Asturias, Octubre 1934-1937. Hoy como ayer el Socorro Rojo de España cuidará de vuestras familias
[Asturias, October 1934-1937. Today, as yesterday, the Spanish Red Aid will take care of your families]. Signed: Tomás.. Socorro Rojo de España. Gráficas Valencia, Intervenido U.G.T. C.N.T. Lithograph, 3 colors; 100 x 69 cm.
In this poster, the image
of a fighting miner emerges from behind a hill inscribed with the
word "Asturias". This refers to a region located along
Spain's northern coast, on the Bay of Biscay. The fighter carries
a rifle on his shoulder and prepares to throw a stick of dynamite.

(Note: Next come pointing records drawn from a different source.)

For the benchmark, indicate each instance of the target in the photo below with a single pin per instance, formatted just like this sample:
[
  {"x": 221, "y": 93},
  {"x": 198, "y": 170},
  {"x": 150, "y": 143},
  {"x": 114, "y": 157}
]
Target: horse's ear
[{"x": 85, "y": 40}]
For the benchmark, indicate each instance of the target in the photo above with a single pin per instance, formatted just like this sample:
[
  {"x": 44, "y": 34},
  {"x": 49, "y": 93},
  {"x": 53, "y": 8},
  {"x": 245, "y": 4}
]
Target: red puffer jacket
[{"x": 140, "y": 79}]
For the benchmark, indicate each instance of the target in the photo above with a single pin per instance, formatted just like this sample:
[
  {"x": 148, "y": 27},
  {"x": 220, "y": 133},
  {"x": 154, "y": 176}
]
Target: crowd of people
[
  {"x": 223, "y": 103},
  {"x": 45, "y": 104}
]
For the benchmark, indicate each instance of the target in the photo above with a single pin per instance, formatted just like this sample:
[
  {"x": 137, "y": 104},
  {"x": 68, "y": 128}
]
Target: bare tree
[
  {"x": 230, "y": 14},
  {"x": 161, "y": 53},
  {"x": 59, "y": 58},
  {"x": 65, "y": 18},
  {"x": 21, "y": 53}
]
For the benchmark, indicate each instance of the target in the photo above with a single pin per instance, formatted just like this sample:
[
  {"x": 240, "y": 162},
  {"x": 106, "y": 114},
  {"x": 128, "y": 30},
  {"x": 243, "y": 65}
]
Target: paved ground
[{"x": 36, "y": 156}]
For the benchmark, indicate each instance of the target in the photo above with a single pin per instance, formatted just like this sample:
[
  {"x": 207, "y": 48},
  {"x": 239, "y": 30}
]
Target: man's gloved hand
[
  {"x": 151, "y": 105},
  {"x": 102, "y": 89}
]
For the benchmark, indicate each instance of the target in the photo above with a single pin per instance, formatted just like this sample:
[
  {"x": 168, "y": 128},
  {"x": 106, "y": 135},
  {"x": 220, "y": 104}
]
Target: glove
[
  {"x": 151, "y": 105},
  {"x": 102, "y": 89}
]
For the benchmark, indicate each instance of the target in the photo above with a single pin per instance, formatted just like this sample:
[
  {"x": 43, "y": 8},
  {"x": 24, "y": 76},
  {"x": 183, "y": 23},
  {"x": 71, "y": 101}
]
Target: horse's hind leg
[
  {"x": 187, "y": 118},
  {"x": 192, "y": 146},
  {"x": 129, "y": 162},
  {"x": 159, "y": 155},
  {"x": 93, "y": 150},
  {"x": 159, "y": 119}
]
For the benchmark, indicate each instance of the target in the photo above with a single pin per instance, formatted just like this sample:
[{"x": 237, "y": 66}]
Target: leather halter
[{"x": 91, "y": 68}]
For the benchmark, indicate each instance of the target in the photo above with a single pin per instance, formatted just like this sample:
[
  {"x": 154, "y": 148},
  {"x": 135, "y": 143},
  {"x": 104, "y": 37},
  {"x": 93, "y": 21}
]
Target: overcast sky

Behind him a mother cares for her two young children. The green
color of the sinuous mountains evokes the greenery of a region known
for its abundant rainfall.
The message under the
image refers to events that occurred in Asturias in 1934 and in
1937, and also to the organization issuing this poster, the Socorro
Rojo de España, or Spanish Red Aid. The Red Aid was founded
by the Comintern in 1921; its activities in Spain had begun before
the war, assisting in the revolutionary strike that was held in
many parts of the country in the fall of 1934. This strike was most
successful in Asturias, where it was led by a united front of miners
of socialist, communist and anarchist persuasion; thus the initials
UHP in the cap worn by
the miner in this poster, which stand for Unión de Hermanos
Proletarios, or Union of Proletarian Brothers. After two weeks
of revolution, the rebellion surrendered on October 18, 1934. The
repression was conducted by military forces led by General Franco
on orders from the Republican government. It is to these events
that the inscription "October 1934" in this poster refers.
The second date on the poster, 1937, refers to the Civil War. In
the late summer of that year, military forces, this time in rebellion
against the Republic, were set to attack Asturias. The region prepared
for its defense, which was much publicized throughout the country.
After intense fighting, Asturias finally fell to the Nationalist
army on October 21. This poster shows the mythic dimension that
the Asturias revolution of 1934 had acquired in Spain immediately
before and during the war. The defense of Asturias in 1937 by revolutionary
miners like the one represented in this image immediately evoked
the earlier events and provided an ideal opportunity to rouse the
passion of the masses anew.
The author of this scene,
Tomás, designed other posters during the war, but he is not
otherwise known. This poster must have been designed and printed
at the time of the events it commemorates, in October 1937, presumably
before the fall of Asturias to the Nationalist army on October 21.